Run python generate_json_data.py --split-path='data/flickr8k/dataset.json' --data-path='data/flickr8k'
to generate the JSON files needed for training.
If you want to use pre-trained BERT embeddings (bert=True
), additionally run python generate_json_data_bert.py --split-path='data/flickr8k/dataset.json' --data-path='data/flickr8k'
to generate the BERT-tokenized caption JSON files.

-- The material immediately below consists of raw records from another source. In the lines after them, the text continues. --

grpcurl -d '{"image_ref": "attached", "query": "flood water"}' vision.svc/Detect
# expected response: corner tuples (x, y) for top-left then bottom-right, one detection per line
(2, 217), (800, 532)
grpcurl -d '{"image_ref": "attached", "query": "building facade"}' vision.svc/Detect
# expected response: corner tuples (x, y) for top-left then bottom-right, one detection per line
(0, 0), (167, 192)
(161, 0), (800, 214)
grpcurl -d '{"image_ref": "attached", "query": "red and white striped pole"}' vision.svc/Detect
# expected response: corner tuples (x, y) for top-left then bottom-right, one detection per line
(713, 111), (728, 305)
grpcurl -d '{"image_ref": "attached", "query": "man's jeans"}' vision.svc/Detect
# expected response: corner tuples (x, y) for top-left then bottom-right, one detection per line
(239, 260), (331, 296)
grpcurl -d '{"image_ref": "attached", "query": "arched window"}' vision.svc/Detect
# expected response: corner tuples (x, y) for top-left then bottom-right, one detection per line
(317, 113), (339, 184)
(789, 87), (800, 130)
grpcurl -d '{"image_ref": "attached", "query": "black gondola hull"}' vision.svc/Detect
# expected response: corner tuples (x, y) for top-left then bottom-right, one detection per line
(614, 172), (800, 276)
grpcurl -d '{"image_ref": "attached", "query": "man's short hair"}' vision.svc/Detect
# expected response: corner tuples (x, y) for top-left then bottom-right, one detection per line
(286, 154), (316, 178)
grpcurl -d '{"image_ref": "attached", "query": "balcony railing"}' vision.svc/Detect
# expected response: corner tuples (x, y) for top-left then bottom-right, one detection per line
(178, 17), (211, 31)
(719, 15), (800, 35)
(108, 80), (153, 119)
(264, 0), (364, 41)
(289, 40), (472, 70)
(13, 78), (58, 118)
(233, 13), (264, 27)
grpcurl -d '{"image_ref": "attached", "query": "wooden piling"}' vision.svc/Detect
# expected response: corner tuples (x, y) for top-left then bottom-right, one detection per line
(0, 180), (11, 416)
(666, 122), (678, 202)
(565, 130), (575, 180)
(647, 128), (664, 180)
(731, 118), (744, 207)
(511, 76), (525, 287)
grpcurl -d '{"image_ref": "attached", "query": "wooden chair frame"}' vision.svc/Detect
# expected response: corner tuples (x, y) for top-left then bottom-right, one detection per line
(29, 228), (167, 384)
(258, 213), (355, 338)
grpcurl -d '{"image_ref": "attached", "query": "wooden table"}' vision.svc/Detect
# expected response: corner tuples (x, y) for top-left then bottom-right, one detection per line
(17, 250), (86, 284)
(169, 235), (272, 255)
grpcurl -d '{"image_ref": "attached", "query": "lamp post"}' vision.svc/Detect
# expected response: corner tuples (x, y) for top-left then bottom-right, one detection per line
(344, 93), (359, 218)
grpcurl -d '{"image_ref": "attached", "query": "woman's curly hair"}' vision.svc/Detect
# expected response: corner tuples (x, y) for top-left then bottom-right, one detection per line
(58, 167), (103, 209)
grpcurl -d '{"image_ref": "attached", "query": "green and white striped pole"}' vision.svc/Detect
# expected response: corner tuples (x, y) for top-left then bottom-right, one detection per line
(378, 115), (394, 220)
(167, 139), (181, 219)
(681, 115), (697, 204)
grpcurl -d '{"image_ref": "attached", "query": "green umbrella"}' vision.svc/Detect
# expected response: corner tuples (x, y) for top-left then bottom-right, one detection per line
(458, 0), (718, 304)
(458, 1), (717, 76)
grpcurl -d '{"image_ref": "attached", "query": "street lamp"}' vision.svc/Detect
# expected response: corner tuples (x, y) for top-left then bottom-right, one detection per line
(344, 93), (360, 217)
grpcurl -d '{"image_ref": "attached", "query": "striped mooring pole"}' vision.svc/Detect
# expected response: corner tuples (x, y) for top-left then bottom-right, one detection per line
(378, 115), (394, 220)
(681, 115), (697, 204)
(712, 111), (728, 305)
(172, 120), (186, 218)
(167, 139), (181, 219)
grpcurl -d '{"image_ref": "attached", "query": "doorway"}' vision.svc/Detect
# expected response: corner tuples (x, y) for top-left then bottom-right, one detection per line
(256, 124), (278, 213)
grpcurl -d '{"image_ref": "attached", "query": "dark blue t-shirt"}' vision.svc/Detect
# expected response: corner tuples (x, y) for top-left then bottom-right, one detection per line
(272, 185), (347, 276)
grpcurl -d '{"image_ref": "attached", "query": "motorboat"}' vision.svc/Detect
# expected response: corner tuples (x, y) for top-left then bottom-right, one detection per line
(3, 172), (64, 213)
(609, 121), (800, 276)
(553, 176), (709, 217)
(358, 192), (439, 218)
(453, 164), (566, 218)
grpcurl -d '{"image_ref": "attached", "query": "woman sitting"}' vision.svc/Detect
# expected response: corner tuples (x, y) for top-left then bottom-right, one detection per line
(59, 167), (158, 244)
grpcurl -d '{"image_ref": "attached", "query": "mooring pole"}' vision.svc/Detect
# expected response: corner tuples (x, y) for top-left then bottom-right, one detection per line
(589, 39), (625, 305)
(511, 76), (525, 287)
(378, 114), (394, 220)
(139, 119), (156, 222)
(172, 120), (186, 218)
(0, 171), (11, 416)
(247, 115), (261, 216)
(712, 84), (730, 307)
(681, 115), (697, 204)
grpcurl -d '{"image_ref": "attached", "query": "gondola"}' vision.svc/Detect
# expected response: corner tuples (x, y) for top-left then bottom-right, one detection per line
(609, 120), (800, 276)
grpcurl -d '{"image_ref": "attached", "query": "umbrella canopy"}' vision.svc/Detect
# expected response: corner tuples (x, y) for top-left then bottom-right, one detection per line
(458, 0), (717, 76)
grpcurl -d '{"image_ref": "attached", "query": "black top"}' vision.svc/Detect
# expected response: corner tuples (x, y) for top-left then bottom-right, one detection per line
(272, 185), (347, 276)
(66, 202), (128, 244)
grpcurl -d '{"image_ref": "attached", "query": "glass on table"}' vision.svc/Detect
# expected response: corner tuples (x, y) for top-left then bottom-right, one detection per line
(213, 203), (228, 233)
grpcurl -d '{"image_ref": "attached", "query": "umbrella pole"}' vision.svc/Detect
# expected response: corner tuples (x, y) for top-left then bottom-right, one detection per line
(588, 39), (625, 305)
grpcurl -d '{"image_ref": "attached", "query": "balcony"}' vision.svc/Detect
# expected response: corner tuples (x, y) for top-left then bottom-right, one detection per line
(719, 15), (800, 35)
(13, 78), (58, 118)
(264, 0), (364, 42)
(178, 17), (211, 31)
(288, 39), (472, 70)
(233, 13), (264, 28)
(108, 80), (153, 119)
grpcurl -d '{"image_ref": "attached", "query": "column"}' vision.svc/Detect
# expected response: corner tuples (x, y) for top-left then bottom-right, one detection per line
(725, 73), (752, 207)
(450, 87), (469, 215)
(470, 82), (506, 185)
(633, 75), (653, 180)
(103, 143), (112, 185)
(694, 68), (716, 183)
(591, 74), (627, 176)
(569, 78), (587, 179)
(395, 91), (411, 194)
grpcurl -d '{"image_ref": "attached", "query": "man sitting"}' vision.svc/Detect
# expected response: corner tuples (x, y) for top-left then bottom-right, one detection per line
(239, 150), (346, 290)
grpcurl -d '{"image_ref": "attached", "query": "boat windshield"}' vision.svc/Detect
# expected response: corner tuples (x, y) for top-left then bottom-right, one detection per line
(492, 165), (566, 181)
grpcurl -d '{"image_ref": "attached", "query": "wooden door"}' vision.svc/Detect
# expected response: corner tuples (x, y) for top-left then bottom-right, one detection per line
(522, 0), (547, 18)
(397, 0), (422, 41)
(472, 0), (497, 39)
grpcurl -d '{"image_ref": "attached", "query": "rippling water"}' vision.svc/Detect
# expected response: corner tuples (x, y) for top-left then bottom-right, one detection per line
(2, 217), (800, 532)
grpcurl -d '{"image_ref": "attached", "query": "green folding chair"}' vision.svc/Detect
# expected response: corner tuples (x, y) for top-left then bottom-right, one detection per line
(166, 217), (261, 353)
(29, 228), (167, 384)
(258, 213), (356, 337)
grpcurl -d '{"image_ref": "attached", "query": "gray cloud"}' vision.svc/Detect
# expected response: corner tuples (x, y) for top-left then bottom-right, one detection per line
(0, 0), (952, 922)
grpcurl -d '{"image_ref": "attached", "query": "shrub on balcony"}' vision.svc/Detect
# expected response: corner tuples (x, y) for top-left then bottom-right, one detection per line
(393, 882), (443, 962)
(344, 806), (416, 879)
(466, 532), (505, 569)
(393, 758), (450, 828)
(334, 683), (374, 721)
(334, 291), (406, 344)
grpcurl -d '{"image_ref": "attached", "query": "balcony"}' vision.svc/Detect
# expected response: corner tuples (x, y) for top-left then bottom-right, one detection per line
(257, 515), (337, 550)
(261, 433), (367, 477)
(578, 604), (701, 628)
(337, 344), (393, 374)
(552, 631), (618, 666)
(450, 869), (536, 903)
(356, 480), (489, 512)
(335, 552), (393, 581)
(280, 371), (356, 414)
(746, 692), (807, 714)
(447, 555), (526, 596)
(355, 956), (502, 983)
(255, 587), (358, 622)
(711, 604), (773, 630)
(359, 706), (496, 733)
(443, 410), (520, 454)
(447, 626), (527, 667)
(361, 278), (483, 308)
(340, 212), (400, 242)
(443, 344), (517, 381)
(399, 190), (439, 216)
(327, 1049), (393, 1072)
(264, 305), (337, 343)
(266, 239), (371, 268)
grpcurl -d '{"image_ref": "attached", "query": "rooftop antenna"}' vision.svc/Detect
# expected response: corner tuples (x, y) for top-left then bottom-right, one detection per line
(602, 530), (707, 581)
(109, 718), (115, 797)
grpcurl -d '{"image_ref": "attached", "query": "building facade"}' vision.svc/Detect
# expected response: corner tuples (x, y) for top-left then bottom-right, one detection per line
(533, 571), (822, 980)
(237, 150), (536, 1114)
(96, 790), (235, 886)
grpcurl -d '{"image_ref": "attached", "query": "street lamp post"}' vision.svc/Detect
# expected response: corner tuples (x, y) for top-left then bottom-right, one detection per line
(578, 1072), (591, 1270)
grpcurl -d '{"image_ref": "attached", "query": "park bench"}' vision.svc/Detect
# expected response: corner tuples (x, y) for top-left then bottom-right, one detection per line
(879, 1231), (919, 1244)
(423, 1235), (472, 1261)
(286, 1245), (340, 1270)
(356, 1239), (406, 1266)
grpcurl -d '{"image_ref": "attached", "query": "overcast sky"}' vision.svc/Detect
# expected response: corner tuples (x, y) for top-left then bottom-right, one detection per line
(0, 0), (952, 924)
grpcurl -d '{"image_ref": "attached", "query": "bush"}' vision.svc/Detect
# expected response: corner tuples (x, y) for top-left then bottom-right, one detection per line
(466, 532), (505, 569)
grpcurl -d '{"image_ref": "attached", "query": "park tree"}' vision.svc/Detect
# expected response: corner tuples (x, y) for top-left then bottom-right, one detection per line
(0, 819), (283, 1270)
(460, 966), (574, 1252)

Download the COCO dataset training and validation images. Put them in data/coco/imgs/train2014
and data/coco/imgs/val2014
respectively.
Put the COCO dataset split JSON file from Karpathy in data/coco/
. It should be named dataset.json
.
Run python generate_json_data.py --split-path='data/coco/dataset.json' --data-path='data/coco'
to generate the JSON files needed for training.
Start the training by running:
python train.py --data=data/flickr8k
or to make a small test run:
python train.py --data=data/flickr8k --tf --ado --attention --epochs=1 --frac=0.02 --log-interval=2
The models will be saved in model/
and the training statistics are uploaded to your W&B account.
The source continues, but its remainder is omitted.